Three years ago, I decided to refinish our hardwood floors. Myself. It was a ton of work but I don’t regret it one bit. You can read about it in my original post.
Over the years, I’ve received many emails and comments asking me how the floors are holding up, whether I would do it again, if I’m happy with my decision to skip staining them etc.
So I decided to answer some of the most popular questions I get.
How much did it cost to refinish the floors?
I refinished around 650 square feet of flooring. I spent less than $300. My biggest cost were the drum sander rental and sanding belts from Home Depot (around $130 total). That said, DIYing it saved me $2,000+.

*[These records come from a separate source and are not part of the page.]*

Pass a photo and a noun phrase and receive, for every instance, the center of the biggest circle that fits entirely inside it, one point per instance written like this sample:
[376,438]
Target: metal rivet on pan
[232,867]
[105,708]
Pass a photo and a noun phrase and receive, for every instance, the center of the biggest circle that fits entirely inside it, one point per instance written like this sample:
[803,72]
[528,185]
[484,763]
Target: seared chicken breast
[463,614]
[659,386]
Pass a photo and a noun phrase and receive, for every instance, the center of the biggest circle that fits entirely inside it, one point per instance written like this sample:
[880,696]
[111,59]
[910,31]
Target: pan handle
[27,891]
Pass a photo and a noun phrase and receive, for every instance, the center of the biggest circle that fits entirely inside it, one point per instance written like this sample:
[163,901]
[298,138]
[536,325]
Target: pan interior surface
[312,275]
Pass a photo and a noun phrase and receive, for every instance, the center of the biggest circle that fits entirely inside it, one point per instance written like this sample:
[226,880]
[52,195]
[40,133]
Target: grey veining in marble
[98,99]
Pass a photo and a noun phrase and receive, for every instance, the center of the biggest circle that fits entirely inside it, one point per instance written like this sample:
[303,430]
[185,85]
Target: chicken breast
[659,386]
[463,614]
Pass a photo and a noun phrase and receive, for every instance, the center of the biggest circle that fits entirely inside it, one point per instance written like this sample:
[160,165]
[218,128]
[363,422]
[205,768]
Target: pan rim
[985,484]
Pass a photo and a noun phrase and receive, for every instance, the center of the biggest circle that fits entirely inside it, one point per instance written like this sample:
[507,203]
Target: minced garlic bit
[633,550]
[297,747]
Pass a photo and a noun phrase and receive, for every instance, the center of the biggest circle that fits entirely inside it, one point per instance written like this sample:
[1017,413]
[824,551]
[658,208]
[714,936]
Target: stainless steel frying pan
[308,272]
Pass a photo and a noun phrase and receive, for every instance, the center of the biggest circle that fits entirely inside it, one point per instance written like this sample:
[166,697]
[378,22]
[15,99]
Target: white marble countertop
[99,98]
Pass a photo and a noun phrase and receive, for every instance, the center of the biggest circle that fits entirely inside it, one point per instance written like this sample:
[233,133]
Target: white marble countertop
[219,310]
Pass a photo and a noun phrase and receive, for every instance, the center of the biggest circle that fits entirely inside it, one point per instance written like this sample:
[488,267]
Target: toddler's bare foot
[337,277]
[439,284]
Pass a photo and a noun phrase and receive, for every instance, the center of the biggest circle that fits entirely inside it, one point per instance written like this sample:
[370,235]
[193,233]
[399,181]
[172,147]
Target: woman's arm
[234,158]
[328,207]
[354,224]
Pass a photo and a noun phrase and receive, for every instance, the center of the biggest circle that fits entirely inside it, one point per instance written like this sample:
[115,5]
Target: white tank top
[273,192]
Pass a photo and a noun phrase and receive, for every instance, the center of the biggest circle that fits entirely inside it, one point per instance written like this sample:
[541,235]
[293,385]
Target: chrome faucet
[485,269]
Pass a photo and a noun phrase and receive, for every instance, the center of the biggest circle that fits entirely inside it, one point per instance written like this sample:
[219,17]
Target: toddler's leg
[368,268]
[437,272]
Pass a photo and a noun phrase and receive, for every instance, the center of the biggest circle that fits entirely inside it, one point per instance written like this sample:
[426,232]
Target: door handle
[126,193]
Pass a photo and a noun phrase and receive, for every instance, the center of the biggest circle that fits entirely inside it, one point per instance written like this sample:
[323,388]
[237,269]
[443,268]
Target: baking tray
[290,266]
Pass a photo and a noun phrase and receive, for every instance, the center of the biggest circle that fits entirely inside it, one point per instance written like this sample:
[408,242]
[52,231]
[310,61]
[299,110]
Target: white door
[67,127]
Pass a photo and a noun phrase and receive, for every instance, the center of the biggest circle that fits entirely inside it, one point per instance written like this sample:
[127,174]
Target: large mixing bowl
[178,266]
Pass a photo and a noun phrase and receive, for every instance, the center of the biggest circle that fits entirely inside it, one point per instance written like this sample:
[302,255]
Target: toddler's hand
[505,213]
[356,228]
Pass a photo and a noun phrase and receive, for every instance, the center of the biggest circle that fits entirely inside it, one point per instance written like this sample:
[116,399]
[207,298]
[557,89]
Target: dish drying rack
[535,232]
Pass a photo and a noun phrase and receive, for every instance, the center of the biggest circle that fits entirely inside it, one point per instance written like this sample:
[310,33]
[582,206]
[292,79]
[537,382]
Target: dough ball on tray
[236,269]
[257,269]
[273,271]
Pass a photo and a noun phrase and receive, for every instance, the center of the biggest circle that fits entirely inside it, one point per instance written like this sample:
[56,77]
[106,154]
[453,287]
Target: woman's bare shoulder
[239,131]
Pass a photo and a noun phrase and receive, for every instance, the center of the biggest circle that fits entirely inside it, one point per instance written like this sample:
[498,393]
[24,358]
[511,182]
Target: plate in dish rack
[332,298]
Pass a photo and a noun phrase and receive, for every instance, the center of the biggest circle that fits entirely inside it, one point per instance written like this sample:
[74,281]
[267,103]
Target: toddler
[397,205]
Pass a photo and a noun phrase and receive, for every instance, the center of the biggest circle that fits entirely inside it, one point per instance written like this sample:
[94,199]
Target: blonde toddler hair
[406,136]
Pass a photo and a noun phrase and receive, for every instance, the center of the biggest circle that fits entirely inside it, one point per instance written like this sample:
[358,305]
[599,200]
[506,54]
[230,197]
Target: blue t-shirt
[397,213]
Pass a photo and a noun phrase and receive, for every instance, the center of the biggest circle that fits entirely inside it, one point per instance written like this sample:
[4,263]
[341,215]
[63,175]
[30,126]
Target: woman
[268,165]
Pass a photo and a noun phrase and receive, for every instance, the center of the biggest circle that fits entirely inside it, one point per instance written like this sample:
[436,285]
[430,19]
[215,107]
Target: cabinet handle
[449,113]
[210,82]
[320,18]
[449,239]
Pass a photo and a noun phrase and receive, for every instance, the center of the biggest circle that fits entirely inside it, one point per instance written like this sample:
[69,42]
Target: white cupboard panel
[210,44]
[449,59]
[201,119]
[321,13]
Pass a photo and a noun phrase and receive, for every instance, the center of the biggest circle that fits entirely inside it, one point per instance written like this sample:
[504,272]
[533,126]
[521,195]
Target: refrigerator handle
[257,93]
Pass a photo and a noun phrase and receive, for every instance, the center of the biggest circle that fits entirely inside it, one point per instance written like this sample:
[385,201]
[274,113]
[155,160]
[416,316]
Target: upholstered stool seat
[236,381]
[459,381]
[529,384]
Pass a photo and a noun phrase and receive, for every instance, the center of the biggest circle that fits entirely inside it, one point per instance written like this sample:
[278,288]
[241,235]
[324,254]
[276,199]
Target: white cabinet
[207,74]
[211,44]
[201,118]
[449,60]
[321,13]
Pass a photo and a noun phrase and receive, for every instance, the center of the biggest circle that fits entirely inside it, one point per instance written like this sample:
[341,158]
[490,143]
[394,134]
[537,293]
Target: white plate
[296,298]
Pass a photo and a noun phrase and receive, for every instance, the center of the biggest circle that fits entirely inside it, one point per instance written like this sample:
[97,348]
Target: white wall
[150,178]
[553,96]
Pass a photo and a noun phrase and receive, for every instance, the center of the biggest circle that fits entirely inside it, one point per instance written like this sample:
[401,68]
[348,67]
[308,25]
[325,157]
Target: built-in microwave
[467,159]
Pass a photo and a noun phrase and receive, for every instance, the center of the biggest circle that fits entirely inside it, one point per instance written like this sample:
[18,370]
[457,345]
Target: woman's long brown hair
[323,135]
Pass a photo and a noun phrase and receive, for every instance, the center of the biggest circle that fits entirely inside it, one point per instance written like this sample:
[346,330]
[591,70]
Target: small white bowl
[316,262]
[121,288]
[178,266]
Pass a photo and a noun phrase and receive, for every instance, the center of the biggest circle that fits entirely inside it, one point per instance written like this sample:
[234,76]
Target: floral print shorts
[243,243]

Do you regret skipping the stain?
Not at all. Our house measures only 1,050 square feet. I wanted floors that bring light and openness to our small home, which these floors do. I also love our floor’s different color tones.
Are you happy with the satin polyurethane finish? How are the floors holding up?
I love the satin finish because I don’t care much for super shiny floors. I wanted mine to look natural but still have protection. The satin finish gives the floor a sheen without the high gloss. Although I have kids and dogs, the floor barely has any scratches and they don’t bother me at all. The floors are 48 years old and have that lived-in look that I really love. Minor imperfections just add to the character of these floors.
Did you really do ALL the work yourself?
Yep. From beginning to end. As soon as my kids left for Florida, I dove right into the work. Moving all the furniture from the bedrooms into the garage and kitchen was the hardest part. I couldn’t have done it without furniture sliders. Would highly recommend them. Refinishing hardwood floors entails lost of dust, a sore back and bruised knees.
I want to do this. Do you have any tips?
The most important tip: Keep moving and go slow with the drum sander! Do a lot of research beforehand and don’t let anyone tell you, you can’t.
Would you do it again?
Absolutely! However, I would prefer refinishing the floors of a vacant house (no more pushing furniture). When you put so much physical work into your house, you can’t help but feel proud. You get very attached to it because you know how much sweat (and even blood) it took to make this house your home.